As I have traveled these past few years, I’ve heard the repetitive refrain from despondent pastors: “I always thought that if I preached a good sermon the church would grow.” I heard it again last week so I thought I’d comment on it along with two other beliefs about preaching. Here are 3 dying myths (IMO) of Christendom about Preaching.
MYTH 1: If You Preach a Good Sermon the Church Will Grow
Many a despondent preacher has discovered that this notion is no longer true. It has become a dying myth in post-Christendom. Nevertheless, it gets reinforced by mega churches who leverage (by video screens, etc.) one or two gifted teachers to build crowds coming to consume a good sermon. These examples are largely drawing on the leftovers of Christendom—people still looking for “good teaching” that is portable and user friendly to somehow improve their Christian lives. I take no offense in ministering to those of us who are still part of Christendom, we need to be fed and nurtured too! I just want all pastors who aim their ministries in this direction to realize the pie is getting smaller and the competition hotter. Anyone still holding onto the premise—if I just preach a good sermon, they will come—and ministering in a post-Christendom context, must either compete or be grossly disappointed with the continued dwindling of his/her congregation.
Having said all this, the “great halls” (stadiums) of preaching distribution will not connect to the lost souls of post-Christendom. Post-Christian people are not attracted to the sermon as the first place to go in their spiritual distress. We must help leaders understand that if you spend 35-40 hours a week in your office preparing a good sermon on Sunday, making it not only theologically competent (which is worthy) but slick, you are ministering to the dying vestiges of Christendom.

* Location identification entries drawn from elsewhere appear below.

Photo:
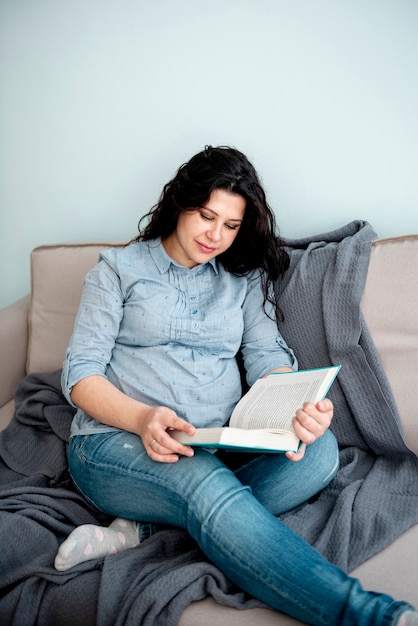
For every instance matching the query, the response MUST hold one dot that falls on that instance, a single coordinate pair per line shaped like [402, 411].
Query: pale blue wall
[102, 100]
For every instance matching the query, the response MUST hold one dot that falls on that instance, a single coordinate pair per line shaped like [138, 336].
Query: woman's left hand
[310, 423]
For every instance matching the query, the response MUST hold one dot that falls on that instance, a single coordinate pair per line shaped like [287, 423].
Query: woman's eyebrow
[231, 219]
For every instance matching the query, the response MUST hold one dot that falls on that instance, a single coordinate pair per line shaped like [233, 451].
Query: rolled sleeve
[96, 327]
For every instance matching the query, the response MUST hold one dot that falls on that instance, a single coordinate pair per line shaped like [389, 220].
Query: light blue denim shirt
[168, 335]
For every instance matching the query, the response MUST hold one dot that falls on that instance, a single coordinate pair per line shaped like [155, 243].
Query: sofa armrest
[13, 347]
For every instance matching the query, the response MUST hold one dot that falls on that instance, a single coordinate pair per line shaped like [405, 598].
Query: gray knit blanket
[372, 500]
[374, 497]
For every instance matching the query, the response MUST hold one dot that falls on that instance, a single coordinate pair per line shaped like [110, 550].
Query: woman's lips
[204, 248]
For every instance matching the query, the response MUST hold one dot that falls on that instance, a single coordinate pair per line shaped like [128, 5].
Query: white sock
[89, 542]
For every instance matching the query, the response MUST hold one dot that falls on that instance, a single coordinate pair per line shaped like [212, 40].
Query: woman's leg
[280, 484]
[248, 543]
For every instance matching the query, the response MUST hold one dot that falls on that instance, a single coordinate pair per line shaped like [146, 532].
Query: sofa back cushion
[57, 274]
[390, 308]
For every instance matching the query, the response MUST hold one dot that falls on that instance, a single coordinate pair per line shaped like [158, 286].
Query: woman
[155, 348]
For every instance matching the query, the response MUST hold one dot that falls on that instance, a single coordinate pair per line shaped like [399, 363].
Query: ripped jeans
[232, 516]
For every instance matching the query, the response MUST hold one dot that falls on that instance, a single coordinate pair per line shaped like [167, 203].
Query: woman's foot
[89, 542]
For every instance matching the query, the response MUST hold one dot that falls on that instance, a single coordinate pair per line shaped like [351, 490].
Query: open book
[262, 419]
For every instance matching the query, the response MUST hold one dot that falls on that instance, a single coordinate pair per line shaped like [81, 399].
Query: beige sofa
[34, 333]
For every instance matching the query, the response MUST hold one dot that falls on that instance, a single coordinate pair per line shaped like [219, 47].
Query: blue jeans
[232, 516]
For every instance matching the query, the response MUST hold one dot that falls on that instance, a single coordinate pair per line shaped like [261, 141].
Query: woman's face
[204, 233]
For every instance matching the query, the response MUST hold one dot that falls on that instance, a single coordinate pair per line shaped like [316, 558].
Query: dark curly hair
[256, 244]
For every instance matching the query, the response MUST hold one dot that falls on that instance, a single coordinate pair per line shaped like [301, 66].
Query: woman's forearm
[100, 399]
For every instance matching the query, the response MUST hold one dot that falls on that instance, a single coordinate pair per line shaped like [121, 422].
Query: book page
[273, 401]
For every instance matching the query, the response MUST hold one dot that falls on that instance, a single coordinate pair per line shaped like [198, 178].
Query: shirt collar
[163, 261]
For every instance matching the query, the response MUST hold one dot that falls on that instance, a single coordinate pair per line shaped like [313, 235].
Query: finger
[159, 448]
[297, 456]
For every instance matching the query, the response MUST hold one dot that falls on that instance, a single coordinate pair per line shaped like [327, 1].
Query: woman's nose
[214, 232]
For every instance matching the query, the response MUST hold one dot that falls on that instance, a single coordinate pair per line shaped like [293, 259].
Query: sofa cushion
[57, 273]
[390, 308]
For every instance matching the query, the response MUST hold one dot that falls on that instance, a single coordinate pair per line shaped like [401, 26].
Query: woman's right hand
[102, 400]
[159, 445]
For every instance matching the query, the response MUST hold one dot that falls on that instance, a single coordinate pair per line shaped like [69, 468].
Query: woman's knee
[323, 455]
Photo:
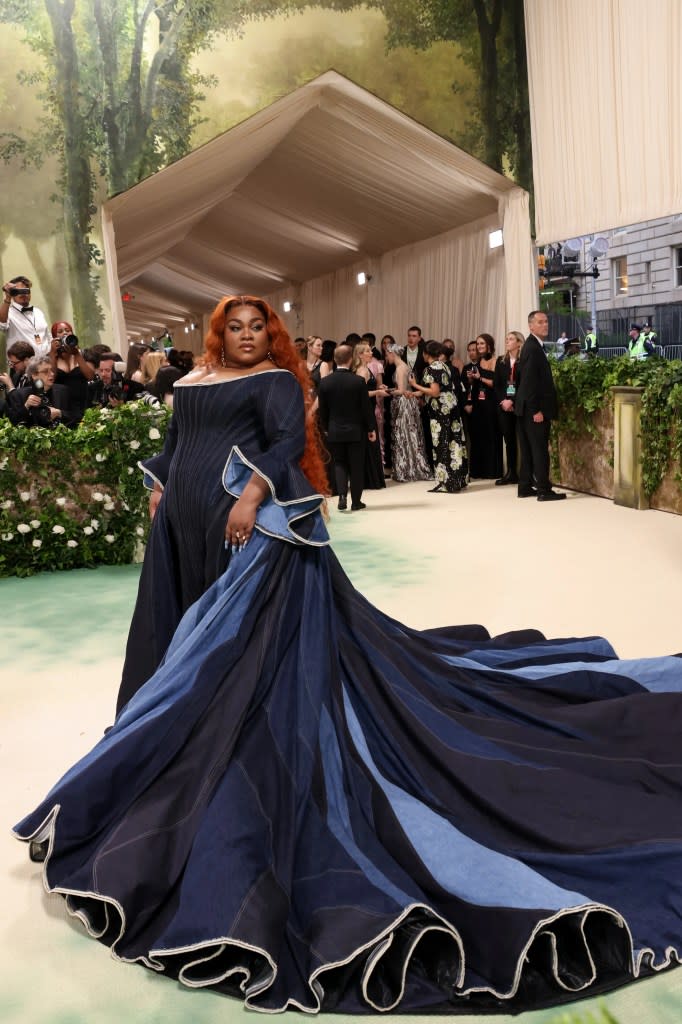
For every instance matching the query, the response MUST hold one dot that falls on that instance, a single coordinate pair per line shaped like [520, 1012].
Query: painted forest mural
[97, 94]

MYTH 2: Who You Preach To is Who You Will Reach
I have heard it said repeatedly “who you preach to is who will come.” This has worked within Christendom for centuries. Today, in post-Christendom, it has become another dying myth that IMO should be dispelled. It says that if you preach to unbelievers in your service your members will start inviting their unbelieving friends to hear what you’re saying. But if you don’t preach to unbelievers you’ll have a worship service full of believers. But again this feeds on the impulses of Christendom—that the way to bring non-believers into the Kingdom is through inviting them to hear a good sermon. This does not make sense to those who can think of nothing more irrelevant and disenchanting than going to listen to someone “preach at me” (often their perception).
MYTH 3: The Goal of Preaching is to Make the Bible Relevant
We pastors, who are at the end of our wits in the fields of post-Christendom, will often try to make our preaching more relevant. Caught between the winds of the Neo-Reformed who argue “we just need to preach the truth and they will come,” and the mega church gurus who argue that “we need to make the Bible relevant,” we make a last ditch effort to do the latter (because we’ve already tried the former). Sadly however, this is a Christendom attitude that attempts to pull in the Christendom leftovers with a more updated gospel ready made to fit their already Christianized lives. As more and more churches try to “out relevant” one another and the leftovers of Christendom become anesthetized to relevancy, “making the Bible more relevant” is revealed as yet another dying myth in post-Christendom.
The Kind of Preaching We Desperately Need
The task of preaching is to proclaim truth. It is the moment that brings the truth into the present. Much like anamnesis in the Lord’s Supper is much more than intellectual recall of the Lord’s death and resurrection, so preaching is more than recalling and teaching information from the past about God. Preaching is a speech-act. It is the proclaiming of the truth out of Scripture over us so as to bring the truth into being by the Spirit.
Preaching is a truth making event—not in the sense that the truth is invented here, but that the Spirit, through the gifts, brings it into reality. (I’ll have to defend myself against the accusation that I’m a Bultmannian sometime). Much like Jesus said in Luke chapter 4:21 – “today this Scripture has been fulfilled in its hearing,” proclamation is a speaking forth of an interpretation (from Scripture) of our lives in terms of who God is, the gospel and what he is doing to bring it about in our lives and thru us into the world. If anything then, far from trying to make the Scriptures relevant, the goal of preaching is to make everything else irrelevant. It is the re-narrating of ourselves corporately into God.
The bottom line is once we preach for formation, where God’s truth is birthed in and among us, we become shaped for his mission in the world. We can see things we didn’t see before. We act out of assumptions we didn’t have before. We imagine what God is doing in ways not possible before. And a little congregation becomes a powder-keg for mission and the harvesting of fields ready for the gospel.